We upgraded from latest async 3.6 release and then upgraded to 3.7.9. Heapster broke as it was not able to retrieve the InternalIP key from the node object.
Turns out the root cause is... https://github.com/kubernetes/kubernetes/issues/48760
(Description from gh issue)
After upgrading the kubernetes cluster from 1.6.4 with the VSphere Cloud Provider enabled to 1.6.5/1.6.6 or 1.6.7, the cluster nodes don't have anymore InternalIPs
This is a request to backport the fix into 3.7.9
Version-Release number of selected component (if applicable):
OpenShift Master : v3.7.9
Kubernetes Master : v1.7.5+a08f5ee
Heapster to work
Basically the issue is the kubelet calls out to the cloud provider to get the addresses of the instance on which it runs. That call is allowed to multiple addresses of different types:
// These are valid address type of node.
NodeHostName NodeAddressType = "Hostname"
NodeExternalIP NodeAddressType = "ExternalIP"
NodeInternalIP NodeAddressType = "InternalIP"
NodeExternalDNS NodeAddressType = "ExternalDNS"

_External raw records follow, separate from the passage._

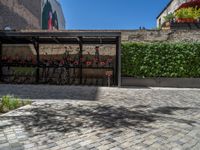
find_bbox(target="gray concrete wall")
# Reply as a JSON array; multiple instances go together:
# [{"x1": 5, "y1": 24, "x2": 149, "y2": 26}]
[
  {"x1": 121, "y1": 30, "x2": 200, "y2": 42},
  {"x1": 122, "y1": 77, "x2": 200, "y2": 88}
]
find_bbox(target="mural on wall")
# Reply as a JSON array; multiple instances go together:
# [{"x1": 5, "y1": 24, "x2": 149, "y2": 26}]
[{"x1": 42, "y1": 0, "x2": 64, "y2": 30}]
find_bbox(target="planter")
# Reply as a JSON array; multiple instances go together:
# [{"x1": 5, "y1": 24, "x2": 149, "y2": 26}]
[
  {"x1": 122, "y1": 77, "x2": 200, "y2": 88},
  {"x1": 176, "y1": 18, "x2": 198, "y2": 23}
]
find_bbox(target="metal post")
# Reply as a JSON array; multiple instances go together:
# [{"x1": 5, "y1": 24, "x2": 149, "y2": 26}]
[
  {"x1": 79, "y1": 37, "x2": 83, "y2": 85},
  {"x1": 34, "y1": 42, "x2": 40, "y2": 83},
  {"x1": 115, "y1": 36, "x2": 121, "y2": 87},
  {"x1": 0, "y1": 42, "x2": 3, "y2": 81}
]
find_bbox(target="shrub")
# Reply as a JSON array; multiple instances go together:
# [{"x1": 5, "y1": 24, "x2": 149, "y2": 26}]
[
  {"x1": 122, "y1": 43, "x2": 200, "y2": 78},
  {"x1": 175, "y1": 7, "x2": 200, "y2": 19}
]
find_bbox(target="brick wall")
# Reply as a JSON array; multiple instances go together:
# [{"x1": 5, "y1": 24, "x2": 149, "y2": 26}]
[{"x1": 0, "y1": 0, "x2": 41, "y2": 30}]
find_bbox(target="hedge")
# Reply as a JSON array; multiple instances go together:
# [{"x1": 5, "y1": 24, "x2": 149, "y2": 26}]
[{"x1": 122, "y1": 43, "x2": 200, "y2": 78}]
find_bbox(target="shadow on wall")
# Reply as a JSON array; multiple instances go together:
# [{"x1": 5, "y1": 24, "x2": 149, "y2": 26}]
[
  {"x1": 0, "y1": 104, "x2": 199, "y2": 137},
  {"x1": 0, "y1": 85, "x2": 98, "y2": 101}
]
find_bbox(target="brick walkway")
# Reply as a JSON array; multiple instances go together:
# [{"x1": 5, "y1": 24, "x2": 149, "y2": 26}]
[{"x1": 0, "y1": 85, "x2": 200, "y2": 150}]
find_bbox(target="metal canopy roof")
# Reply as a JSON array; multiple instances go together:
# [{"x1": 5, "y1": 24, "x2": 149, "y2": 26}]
[{"x1": 0, "y1": 31, "x2": 121, "y2": 44}]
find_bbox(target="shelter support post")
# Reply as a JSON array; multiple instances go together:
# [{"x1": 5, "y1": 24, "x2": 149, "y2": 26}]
[
  {"x1": 79, "y1": 37, "x2": 83, "y2": 85},
  {"x1": 0, "y1": 41, "x2": 3, "y2": 81},
  {"x1": 115, "y1": 36, "x2": 121, "y2": 87},
  {"x1": 34, "y1": 42, "x2": 40, "y2": 83}
]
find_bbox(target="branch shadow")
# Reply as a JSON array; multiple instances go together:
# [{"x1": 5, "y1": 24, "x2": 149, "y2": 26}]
[{"x1": 1, "y1": 104, "x2": 196, "y2": 136}]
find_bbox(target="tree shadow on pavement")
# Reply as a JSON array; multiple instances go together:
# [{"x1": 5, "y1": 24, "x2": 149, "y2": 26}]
[{"x1": 1, "y1": 104, "x2": 196, "y2": 138}]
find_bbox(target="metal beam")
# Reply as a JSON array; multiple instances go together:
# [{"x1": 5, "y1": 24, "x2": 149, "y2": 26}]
[
  {"x1": 79, "y1": 37, "x2": 83, "y2": 85},
  {"x1": 115, "y1": 36, "x2": 121, "y2": 87},
  {"x1": 0, "y1": 41, "x2": 3, "y2": 81}
]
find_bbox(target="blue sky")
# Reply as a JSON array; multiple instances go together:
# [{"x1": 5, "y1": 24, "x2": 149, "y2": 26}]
[{"x1": 60, "y1": 0, "x2": 170, "y2": 29}]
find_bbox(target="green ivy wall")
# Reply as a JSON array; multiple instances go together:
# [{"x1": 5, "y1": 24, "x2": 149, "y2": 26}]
[{"x1": 122, "y1": 42, "x2": 200, "y2": 78}]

NodeInternalDNS NodeAddressType = "InternalDNS"
The issue is that setNodeAddress() is only using the first address returned, and if that address is not the InternalIP, then it is skipped. vSphere's method returns the ExternalIP first, thus the InternalIP is not set.
The only workaround would be if the vSphere instance.NodeAddresses() call could be modified to return the InternalIP first. Then the ExternalIP would not be set, but I'm not sure if that is used for anything other that user friendly metadata.
allowed to *return multiple addresses...
Target release was incorrect. This PR is for 3.7. It has merged. Going to QE.
# openshift version
on vsphere with cloudprovider enabled.
and heapster work well.
# oc get pod
NAME READY STATUS RESTARTS AGE
hawkular-cassandra-1-krr87 1/1 Running 0 13m
hawkular-metrics-4pnmr 1/1 Running 0 13m
heapster-g78wb 1/1 Running 0 9m
# oc adm top node
NAME CPU(cores) CPU% MEMORY(bytes) MEMORY%
dhcp-66-146-181.nay.redhat.com 527m 13% 4188Mi 73%
# oc adm top pod
NAME CPU(cores) MEMORY(bytes)
heapster-g78wb 2m 22Mi
hawkular-metrics-4pnmr 29m 1396Mi
hawkular-cassandra-1-krr87 322m 1754Mi
Since the problem described in this bug report should be
resolved in a recent advisory, it has been closed with a
resolution of ERRATA.
For information on the advisory, and where to find the updated
files, follow the link below.
If the solution does not work for you, open a new bug report.
Can someone tell me in which release of 3.9 would this fix have first appeared?